Monday, January 09, 2012

Weekly Commodity Analysis from 09th Jan to 13th Jan

GOLD UP IN 1ST WEEK OF YEAR THOUGH EUROPE FEARS STAY 
Gold eased on Friday, snapping a five-session winning streak, but trade was choppy as investors digested a report of better U.S. job growth and the unemployment rate near a three-year low. The metal still notched its biggest weekly gain in five weeks after it broke ranks with a slumping euro in the last two days. Bullion has now more than recouped last week's losses that briefly sent it into bear market territory. Trading volume was decent after data showed U.S. nonfarm payrolls increased 200,000 in December and the unemployment rate dropped to a near three-year low of 8.5 percent, offering the strongest evidence yet the economic recovery was gaining steam. "Gold came under pressure because people are a bit more comfortable with the recovery of the economy, but it is going to remain rangebound until we get some significant news to push it into either direction". 
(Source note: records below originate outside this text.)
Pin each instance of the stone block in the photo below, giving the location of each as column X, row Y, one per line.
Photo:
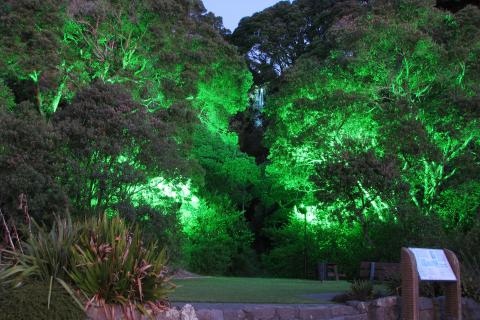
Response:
column 286, row 313
column 260, row 313
column 209, row 314
column 315, row 313
column 361, row 306
column 234, row 314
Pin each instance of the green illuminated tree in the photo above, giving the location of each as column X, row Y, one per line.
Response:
column 112, row 145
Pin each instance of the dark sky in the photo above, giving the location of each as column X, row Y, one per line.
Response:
column 234, row 10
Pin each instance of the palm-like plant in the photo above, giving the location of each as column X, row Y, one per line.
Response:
column 111, row 265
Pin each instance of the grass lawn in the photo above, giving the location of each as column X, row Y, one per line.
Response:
column 253, row 290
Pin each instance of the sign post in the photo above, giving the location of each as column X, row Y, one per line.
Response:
column 430, row 265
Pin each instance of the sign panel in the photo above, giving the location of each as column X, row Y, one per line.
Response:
column 432, row 265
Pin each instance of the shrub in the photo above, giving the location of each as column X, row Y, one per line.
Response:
column 362, row 290
column 218, row 240
column 45, row 255
column 471, row 277
column 31, row 301
column 112, row 266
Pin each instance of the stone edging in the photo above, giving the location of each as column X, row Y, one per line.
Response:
column 387, row 308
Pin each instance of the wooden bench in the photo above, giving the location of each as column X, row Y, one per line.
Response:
column 378, row 270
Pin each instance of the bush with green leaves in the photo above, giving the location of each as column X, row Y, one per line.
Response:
column 44, row 256
column 218, row 240
column 112, row 265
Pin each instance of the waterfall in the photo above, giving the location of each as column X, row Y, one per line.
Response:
column 258, row 105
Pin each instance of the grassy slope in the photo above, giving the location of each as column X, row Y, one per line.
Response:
column 252, row 290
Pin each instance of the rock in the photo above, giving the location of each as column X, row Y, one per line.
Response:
column 286, row 313
column 361, row 306
column 317, row 313
column 353, row 317
column 188, row 313
column 343, row 310
column 170, row 314
column 260, row 313
column 210, row 314
column 385, row 302
column 234, row 314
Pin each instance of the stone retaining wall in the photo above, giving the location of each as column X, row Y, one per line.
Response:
column 381, row 309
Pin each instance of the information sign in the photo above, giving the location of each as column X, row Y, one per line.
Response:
column 433, row 265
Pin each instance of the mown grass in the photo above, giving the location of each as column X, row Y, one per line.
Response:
column 253, row 290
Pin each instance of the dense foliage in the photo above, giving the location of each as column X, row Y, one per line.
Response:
column 369, row 139
column 375, row 130
column 31, row 299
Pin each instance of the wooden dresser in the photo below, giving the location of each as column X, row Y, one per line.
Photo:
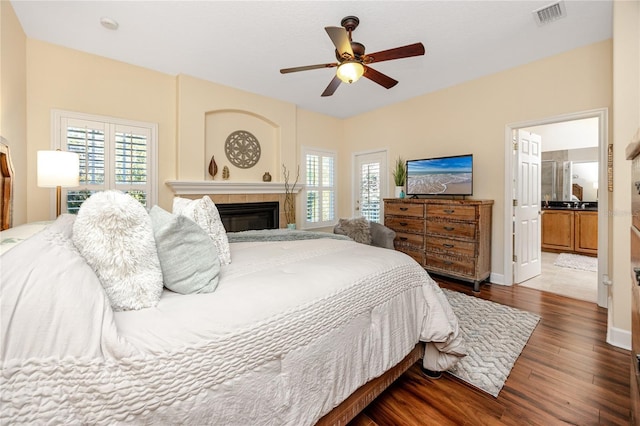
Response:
column 633, row 154
column 447, row 237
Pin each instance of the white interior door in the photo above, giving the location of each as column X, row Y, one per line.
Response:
column 527, row 227
column 370, row 185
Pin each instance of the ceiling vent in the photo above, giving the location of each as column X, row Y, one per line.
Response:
column 546, row 15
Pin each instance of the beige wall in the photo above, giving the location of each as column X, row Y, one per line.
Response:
column 13, row 103
column 626, row 121
column 471, row 118
column 199, row 99
column 61, row 78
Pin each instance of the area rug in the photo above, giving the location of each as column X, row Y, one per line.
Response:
column 576, row 261
column 494, row 334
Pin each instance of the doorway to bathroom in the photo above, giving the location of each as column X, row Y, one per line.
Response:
column 571, row 172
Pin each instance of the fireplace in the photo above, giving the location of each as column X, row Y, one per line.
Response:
column 246, row 216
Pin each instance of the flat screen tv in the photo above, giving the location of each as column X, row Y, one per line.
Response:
column 440, row 176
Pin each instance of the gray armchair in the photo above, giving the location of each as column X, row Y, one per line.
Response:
column 380, row 235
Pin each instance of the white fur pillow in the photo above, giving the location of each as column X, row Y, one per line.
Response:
column 205, row 213
column 113, row 233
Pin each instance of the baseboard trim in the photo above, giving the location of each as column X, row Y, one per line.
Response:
column 496, row 278
column 619, row 338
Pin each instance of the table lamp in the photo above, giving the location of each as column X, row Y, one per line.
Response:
column 57, row 169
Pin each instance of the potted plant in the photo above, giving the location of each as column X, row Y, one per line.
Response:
column 289, row 197
column 400, row 177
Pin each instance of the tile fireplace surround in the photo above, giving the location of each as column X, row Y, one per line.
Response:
column 224, row 192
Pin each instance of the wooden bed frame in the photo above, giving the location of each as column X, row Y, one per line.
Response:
column 340, row 415
column 6, row 187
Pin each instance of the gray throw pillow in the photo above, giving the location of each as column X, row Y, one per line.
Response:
column 188, row 257
column 357, row 229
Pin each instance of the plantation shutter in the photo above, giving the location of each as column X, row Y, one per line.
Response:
column 114, row 154
column 319, row 189
column 370, row 191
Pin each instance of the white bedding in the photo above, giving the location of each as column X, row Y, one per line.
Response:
column 293, row 328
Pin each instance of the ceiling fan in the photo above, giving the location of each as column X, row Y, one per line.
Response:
column 353, row 63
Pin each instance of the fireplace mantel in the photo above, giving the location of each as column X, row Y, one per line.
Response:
column 197, row 187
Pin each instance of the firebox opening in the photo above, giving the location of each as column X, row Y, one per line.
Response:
column 238, row 217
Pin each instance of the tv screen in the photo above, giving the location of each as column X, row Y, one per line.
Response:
column 440, row 176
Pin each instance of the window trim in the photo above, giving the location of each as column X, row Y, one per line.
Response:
column 304, row 191
column 58, row 138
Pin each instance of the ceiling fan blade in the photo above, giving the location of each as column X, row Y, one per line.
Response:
column 308, row 67
column 340, row 39
column 331, row 88
column 382, row 79
column 407, row 51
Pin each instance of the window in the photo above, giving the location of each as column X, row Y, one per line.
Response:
column 114, row 154
column 319, row 191
column 370, row 191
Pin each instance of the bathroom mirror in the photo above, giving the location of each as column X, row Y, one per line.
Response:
column 564, row 180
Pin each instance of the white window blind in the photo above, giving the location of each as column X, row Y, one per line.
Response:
column 319, row 191
column 114, row 154
column 370, row 191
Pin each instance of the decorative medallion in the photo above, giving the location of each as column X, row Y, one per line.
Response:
column 242, row 149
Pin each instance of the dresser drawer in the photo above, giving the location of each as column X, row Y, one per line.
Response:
column 451, row 211
column 414, row 240
column 452, row 229
column 404, row 209
column 448, row 246
column 451, row 264
column 401, row 224
column 417, row 255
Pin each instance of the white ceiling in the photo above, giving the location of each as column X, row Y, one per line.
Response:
column 243, row 44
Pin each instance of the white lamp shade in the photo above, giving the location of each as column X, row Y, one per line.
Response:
column 58, row 168
column 350, row 72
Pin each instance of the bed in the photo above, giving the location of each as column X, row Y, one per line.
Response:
column 297, row 332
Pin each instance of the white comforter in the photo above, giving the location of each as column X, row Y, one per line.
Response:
column 292, row 329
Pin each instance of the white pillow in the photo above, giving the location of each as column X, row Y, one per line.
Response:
column 52, row 304
column 188, row 257
column 205, row 213
column 113, row 233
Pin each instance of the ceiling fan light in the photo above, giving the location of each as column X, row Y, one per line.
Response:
column 350, row 72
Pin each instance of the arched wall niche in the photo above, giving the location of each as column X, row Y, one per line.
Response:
column 219, row 124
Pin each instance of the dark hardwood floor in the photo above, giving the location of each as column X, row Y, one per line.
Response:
column 566, row 374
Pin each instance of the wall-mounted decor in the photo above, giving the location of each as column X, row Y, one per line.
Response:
column 242, row 149
column 213, row 167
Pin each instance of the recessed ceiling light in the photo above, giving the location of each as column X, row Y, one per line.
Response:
column 109, row 23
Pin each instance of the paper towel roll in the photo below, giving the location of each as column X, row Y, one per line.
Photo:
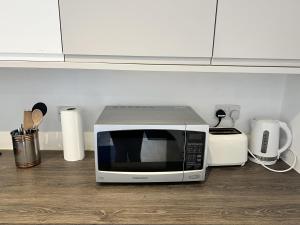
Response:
column 72, row 134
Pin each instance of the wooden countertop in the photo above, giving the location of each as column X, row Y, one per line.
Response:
column 65, row 192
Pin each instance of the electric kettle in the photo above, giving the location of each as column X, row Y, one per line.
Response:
column 264, row 140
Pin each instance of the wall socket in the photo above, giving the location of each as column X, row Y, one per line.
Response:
column 232, row 111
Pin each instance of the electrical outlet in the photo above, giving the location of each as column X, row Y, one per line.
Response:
column 232, row 111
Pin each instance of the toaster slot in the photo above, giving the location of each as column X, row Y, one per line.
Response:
column 223, row 131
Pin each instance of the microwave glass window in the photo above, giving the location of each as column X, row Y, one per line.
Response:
column 141, row 150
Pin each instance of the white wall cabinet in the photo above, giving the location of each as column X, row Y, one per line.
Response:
column 138, row 31
column 257, row 33
column 30, row 30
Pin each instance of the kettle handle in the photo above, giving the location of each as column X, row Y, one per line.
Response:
column 289, row 137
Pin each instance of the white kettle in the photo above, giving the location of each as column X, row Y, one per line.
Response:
column 264, row 140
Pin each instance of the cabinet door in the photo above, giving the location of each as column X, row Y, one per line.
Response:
column 164, row 31
column 30, row 30
column 258, row 33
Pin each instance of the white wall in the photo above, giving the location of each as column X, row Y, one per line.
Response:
column 291, row 114
column 258, row 95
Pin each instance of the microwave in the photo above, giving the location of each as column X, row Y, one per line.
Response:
column 150, row 144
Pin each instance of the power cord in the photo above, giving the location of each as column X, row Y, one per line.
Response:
column 268, row 168
column 220, row 114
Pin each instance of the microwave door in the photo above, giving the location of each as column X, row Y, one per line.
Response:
column 141, row 150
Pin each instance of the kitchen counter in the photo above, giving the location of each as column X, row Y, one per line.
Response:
column 65, row 192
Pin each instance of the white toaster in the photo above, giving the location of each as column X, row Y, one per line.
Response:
column 227, row 147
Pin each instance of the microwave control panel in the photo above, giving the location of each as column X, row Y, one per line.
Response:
column 194, row 150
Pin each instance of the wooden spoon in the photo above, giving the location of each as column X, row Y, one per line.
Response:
column 27, row 120
column 37, row 117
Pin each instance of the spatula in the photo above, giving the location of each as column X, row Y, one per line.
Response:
column 37, row 117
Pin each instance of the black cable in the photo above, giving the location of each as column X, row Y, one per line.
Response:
column 220, row 114
column 220, row 119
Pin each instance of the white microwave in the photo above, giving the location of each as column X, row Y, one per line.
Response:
column 150, row 144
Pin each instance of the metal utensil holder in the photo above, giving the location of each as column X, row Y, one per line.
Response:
column 26, row 148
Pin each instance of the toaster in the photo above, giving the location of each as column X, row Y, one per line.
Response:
column 227, row 147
NYMEX-CRUDE ENDS LOWER, BUT CLOSES WEEK UP MORE THAN 2 PCT 
U.S. crude futures fell for a second straight day on Friday, as a stronger dollar and worries about Europe's economies trumped data showing strong U.S. jobs growth and lower unemployment. Worries persisted over possible supply disruptions due to rising tensions between Iran and the West, limiting losses. Even with the two-day decline, U.S. crude closed the four-day trading week more than 2 percent higher, after ending 2011 up 8.2 percent versus the previous year.Iran announced plans for military exercises in the Strait of Hormuz next month, the latest in weeks of bellicose gestures toward the West as new sanctions threaten Tehran's oil exports. A European Union embargo on Iranian oil imports could take a few months to start because some EU capitals want a delay they say they need to shield their debt-stricken economies. The plan involves the release of up to 14 million barrels per day of government-owned oil stored in the United States, Europe,Japan and other importers.